Para o Doutor em Comunicação e professor do curso de Jornalismo em Multimeios, da Universidade do Estado da Bahia, Luis Adolfo de Paiva Andrade, esse tipo de comportamento é motivado pelos jogos de realidade alternativa (alternative reality games), também chamados de jogos locativos ou pervasivos, que permitem a interação entre o personagem de um jogo, o usuário e o espaço urbano. Além de ser uma prática educativa que envolve aprendizado, é também uma das diversões dos apaixonados por games.
Foto: Ilana Yngrid
Em entrevista à Agência MultiCiência, Luiz Adolfo esclarece como as experiências com games podem ser aplicadas no ensino, aponta desafios como os editais para financiamento público para desenvolvimento de games e aborda novas perspectivas dos jogos aplicados ao jornalismo. “Existe uma categoria chamada newsgame, que são jogos feitos com base em notícias, uma categoria diretamente ligada ao jornalismo. Esse é um dos caminhos, são os jogos que se aproveitam de um fato divulgado na mídia, como o do Ronaldo, com um problema de peso”, afirma Andrade.

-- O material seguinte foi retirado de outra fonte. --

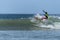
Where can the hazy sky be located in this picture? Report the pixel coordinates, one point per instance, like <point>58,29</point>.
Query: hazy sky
<point>29,6</point>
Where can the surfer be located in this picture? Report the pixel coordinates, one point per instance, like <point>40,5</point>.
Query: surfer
<point>46,15</point>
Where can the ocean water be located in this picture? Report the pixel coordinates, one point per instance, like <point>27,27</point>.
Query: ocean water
<point>17,16</point>
<point>28,34</point>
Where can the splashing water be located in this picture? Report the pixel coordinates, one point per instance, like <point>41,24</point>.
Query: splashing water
<point>53,22</point>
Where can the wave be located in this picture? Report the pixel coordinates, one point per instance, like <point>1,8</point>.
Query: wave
<point>52,23</point>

MultiCiência: Qual a especificidade dos jogos pervasivos ou locativos relacionados aos de primeira geração, que foram os primeiros a serem desenvolvidos?
Luiz Adolfo: A minha classificação de games são de dois tipos. São os jogos que eu chamo de videogames, quando o jogo acontece no monitor, e eu uso o espaço para pensar esses jogos. O espaço não interfere em nada na disputa. O usuário pode, inclusive, jogar em qualquer espaço, isso não altera. É possível, durante o jogo, trocar de espaço e não ter problema nenhum, são os videogames, dentro dos jogos digitais. E os outros são os jogos locativos, exatamente a especificidade dele. O espaço que você escolhe para jogar tem que permanecer o mesmo. Então, se eu estou com o Pokémon Go ligado, pegando pokémons, e no meio dessa briga eu quiser parar e escolher outro espaço para jogar,  perco totalmente o progresso que estava tendo ali. No caso do videogame, não, eu aperto o botão de pausa e posso mudar de lugar.

MultiCiência: Diante da possibilidade que as pessoas têm de interagir entre o espaço virtual e a cidade através dos jogos locativos, quais mudanças de comportamento podem ser percebidas numa comunidade na sociedade?
Luiz Adolfo: Às vezes, percebemos que alguém está agindo de maneira estranha, no sentido de ficar apontando o celular para as coisas e olhando, e verificamos que ele está jogando. Ficava jogando na Praça da Misericórdia, em Juazeiro, caçando fantasmas, com um jogo de caça fantasmas e as pessoas me viam com o celular para cima e pra baixo. Acho que é importante ter consciência de que a gente está se deslocando no espaço, que a dinâmica do espaço interfere no jogo. A gente teve um caso de um cara que foi atropelado por um ônibus, mas não foi o jogo que fez isso, ele que não prestou atenção.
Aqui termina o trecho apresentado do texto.